When prelates such as the Maltese bishops speculate about when
“living ‘as brothers and sisters’ becomes humanly impossible”, we can
infer that they are referring to [situations where a husband has left his wife and she has married another man, and where she fears being abandoned if she asks to live as brother and sister]. But whom should the Church side with in these situations?
The Catholic woman who wants to remain abstinent, or the husband who
puts his sexual frustration above his wife’s principles?
Theological problems aside, surely Catholic women deserve a more pastoral response than “Sorry, but you’d better give him what he wants.” If the Church were to adopt these guidelines across the world, it is women who would suffer most, with the Church cravenly looking the other way.
The wife of EWTN host Raymond Arroyo (as Mr. Arroyo himself mentioned on air) described the proposal of granting Communion to some divorced and remarried people, without an annullment or sexual abstinence, as "open season on first wives."

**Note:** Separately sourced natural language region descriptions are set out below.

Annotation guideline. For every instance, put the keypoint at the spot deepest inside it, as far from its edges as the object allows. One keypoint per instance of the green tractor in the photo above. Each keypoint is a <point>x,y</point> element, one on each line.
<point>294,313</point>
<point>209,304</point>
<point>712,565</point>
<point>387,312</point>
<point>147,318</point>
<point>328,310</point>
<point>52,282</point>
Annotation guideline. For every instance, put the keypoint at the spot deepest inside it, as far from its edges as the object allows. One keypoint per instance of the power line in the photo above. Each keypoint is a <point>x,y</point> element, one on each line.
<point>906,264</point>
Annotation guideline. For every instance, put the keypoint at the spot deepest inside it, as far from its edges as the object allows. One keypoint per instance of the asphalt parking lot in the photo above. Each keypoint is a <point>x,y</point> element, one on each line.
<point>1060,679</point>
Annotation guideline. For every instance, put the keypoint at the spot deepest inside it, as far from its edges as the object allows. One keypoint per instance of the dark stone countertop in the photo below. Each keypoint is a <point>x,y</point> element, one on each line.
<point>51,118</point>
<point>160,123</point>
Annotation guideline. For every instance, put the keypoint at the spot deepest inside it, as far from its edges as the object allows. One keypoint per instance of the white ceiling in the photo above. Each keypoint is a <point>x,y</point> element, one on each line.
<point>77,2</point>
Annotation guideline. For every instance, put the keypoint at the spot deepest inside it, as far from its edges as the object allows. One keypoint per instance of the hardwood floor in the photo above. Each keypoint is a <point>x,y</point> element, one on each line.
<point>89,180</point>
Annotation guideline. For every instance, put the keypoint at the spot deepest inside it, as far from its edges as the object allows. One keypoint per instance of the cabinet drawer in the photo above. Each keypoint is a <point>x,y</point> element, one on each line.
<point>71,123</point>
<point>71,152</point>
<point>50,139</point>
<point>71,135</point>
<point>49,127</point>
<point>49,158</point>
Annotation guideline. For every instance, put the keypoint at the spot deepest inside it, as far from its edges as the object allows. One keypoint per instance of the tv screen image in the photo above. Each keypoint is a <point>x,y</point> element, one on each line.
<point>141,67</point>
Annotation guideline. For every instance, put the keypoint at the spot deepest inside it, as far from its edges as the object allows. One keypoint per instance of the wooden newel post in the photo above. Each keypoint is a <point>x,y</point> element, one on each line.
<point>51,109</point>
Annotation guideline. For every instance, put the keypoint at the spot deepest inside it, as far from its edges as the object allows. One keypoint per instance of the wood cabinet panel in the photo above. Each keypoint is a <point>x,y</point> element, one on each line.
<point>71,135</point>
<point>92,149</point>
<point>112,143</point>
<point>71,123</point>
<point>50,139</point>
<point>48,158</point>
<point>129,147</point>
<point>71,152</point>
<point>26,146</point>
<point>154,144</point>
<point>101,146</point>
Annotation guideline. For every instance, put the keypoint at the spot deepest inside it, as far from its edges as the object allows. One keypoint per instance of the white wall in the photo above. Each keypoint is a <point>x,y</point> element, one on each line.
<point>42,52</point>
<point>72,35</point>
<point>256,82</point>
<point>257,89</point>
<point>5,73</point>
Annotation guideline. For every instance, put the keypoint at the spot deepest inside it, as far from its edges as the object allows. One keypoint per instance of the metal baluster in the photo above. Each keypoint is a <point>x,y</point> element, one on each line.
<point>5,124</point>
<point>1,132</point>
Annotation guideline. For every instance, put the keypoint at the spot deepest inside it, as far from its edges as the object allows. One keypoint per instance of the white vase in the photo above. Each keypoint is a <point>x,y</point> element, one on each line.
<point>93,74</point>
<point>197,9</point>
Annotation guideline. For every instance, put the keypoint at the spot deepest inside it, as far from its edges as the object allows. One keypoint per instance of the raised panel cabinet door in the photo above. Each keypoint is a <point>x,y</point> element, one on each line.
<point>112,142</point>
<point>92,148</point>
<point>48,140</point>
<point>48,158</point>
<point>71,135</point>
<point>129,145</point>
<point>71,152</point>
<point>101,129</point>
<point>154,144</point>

I agree that this change in pastoral practice (in those diocese where it is introduced) will hurt women especially. But I've also felt irritated on behalf of my own sex when I read some of the things written by its apologists. In all cases we are presented with the example of a woman abandoned by her husband and frightened to refuse her new husband sexual relations for fear he will leave her.
First of all, it's not unknown for wives to abandon husbands, not all of whom are furniture-throwing drunks.
But, more pertinently-- what a dismal view of men! What a low standard to hold them to! The male libido may be a fairly crude drive, comparatively speaking, but social history alone should tell us that it is perfectly capable of being restrained. Unfortunately we live in a culture where men are encouraged to think of their sexual urges as implacable demands, and their masculinity as validated through their satisfaction. It seems to me that the Church is bowing to this assumption, rather than fulfilling its traditional role of holding us all (and not simply 'inviting' us all) to a higher standard.